Saturday, September 22, 2007

Another note (on Hegel and the dead)

A better way of putting what I was getting at in my notes is featured in this (other) note:

-There is no thinking that would not already be thinking the death of the thing. One-sided thinking is a thinking that only respects the life of the object. It fails to see that the death of the thing is as important for and constitutive of its life as life itself. Overcoming life by the recuperation of death into life is the fundamental action of a thinking that raises the thing to the level of the Concept. As such, it must think the death of the thing, and think it as (as we already said), already present in the life of the thing. (For death and life, one can substitute being and nothingness: we're using Hegel's earlier Schellingian vocabulary that one finds in his essay on "Love," for example, because that gets at what he later calls "negativity" in a more concrete metaphorical manner.) The thinking of the death of the thing as already present in the life of the thing is, in a sense, killing it, killing the one-sided conception of life, pure life, that one attributes to it. Thought in the opposite way, one-sided thinking is attributing life to the object. A thinking that refuses the Concept and therefore produces phenomenality, appearance (as separated from essence), would be a thinking that attributed (only) life to the thing.

3 comments:

Anonymous said...

I encountered your blog using google's blog search. As a high school student who's just scratching the surface of continental philosophy, it has been really useful.
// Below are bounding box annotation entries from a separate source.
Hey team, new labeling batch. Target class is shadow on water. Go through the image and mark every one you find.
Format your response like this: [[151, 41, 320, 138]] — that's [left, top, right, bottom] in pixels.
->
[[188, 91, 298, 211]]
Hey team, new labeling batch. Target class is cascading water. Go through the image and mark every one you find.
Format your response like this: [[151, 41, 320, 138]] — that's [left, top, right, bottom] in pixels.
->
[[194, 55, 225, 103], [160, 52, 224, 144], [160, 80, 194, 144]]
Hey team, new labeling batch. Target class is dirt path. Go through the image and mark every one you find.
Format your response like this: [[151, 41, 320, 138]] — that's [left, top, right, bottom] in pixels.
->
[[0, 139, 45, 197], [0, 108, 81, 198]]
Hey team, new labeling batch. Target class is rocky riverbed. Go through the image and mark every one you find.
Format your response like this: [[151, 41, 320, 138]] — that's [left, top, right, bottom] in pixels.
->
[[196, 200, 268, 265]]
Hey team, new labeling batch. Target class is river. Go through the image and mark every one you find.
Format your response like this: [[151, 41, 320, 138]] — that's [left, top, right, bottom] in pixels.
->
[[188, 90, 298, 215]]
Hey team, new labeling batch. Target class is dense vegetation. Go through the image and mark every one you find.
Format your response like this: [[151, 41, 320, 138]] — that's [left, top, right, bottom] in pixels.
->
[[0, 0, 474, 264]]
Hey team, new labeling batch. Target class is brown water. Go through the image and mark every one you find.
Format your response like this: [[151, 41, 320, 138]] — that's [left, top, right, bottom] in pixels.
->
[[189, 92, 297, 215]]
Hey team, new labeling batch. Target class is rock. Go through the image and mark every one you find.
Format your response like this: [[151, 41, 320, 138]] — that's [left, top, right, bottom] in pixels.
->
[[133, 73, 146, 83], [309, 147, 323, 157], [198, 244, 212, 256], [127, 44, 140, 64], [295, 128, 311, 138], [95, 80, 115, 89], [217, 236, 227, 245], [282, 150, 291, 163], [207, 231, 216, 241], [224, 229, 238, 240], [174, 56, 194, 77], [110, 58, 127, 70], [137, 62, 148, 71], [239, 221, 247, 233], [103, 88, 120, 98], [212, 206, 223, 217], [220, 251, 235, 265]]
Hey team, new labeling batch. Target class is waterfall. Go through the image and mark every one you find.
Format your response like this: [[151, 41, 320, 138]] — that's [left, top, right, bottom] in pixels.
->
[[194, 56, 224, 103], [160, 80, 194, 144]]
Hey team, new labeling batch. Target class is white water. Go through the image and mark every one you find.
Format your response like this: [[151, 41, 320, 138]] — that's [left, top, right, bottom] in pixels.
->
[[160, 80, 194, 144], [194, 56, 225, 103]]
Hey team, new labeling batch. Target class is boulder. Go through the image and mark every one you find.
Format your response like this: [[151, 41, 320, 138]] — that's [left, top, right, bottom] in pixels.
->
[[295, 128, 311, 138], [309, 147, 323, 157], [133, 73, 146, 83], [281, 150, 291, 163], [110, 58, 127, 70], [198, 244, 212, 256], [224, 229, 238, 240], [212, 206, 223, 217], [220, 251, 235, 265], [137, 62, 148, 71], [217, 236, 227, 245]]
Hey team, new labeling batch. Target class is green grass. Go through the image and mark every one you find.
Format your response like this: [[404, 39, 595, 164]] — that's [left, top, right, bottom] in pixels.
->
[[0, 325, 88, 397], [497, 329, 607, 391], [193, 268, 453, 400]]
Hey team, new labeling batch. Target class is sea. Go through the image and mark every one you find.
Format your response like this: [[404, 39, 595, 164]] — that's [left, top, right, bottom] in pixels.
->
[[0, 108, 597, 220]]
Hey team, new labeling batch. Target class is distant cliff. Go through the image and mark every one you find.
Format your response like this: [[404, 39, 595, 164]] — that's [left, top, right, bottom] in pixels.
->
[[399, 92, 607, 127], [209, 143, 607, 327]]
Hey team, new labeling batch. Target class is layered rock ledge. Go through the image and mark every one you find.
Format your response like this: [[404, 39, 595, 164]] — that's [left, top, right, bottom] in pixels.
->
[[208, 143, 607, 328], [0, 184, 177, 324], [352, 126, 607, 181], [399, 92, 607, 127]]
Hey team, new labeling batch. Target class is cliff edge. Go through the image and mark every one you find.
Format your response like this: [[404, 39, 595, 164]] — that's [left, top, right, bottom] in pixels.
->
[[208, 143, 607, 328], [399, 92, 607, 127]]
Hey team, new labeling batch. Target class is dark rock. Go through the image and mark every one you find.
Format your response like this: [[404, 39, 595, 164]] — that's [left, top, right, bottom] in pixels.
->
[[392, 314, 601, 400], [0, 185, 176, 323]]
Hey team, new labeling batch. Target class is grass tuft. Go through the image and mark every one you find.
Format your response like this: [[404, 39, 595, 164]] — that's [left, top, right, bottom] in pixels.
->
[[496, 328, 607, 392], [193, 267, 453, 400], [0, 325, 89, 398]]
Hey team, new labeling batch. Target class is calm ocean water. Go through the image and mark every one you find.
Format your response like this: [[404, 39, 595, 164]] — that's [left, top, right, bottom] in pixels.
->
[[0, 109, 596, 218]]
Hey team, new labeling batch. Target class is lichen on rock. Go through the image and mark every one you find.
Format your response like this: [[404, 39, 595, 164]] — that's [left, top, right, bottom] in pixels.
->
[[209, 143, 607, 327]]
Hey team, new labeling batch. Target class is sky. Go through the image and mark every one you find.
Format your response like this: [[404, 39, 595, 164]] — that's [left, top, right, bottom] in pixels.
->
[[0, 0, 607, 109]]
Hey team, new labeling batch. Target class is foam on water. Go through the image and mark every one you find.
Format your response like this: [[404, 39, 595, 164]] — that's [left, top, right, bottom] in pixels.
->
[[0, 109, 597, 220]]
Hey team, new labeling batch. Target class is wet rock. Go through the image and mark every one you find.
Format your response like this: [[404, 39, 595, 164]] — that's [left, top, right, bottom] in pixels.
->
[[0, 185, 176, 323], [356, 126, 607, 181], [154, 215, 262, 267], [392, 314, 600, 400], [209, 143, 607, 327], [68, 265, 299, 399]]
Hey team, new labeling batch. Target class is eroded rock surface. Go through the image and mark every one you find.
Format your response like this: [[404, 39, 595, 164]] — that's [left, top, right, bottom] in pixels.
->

I've read a good chunk of Zizek, but if I were to try to read Hegel and Heidegger, where, in your opinion, should I start?

Thanks

Michael said...

Geez, what a question! For Heidegger, I'll copy on this blog a great 3 page reflection he has in his book The Phenomenology of Religious Life which is a great intro, so read that sometime (the rest of the book isn't as helpful for getting into Heidegger), but besides that a good place to start is "What is Metaphysics?" and "The End of Philosophy and the Task of Thinking," as well as just the very first few pages of the Intro to Being and Time--all of which can be found in the great cheap book Basic Writings edited by David Farrell Krell. There's a lot you can't understand at first, but my suggestion, as with Hegel, is just to skim widely so you get the feel for the thinking going on and the main issues he's raising. Only after you get that will something like Being and Time make sense.
As for Hegel, the Introduction (NOT the preface) to the Phenomenology of Spirit is a good place to start, probably after reading his early writing on "Love," which gives you a flavor of what he's working through (you can find the latter in The Hegel Reader). I also recommend reading (just) Kant's Introduction to his Critique of Pure Reason, which will give you a sense of what Hegel is reacting to.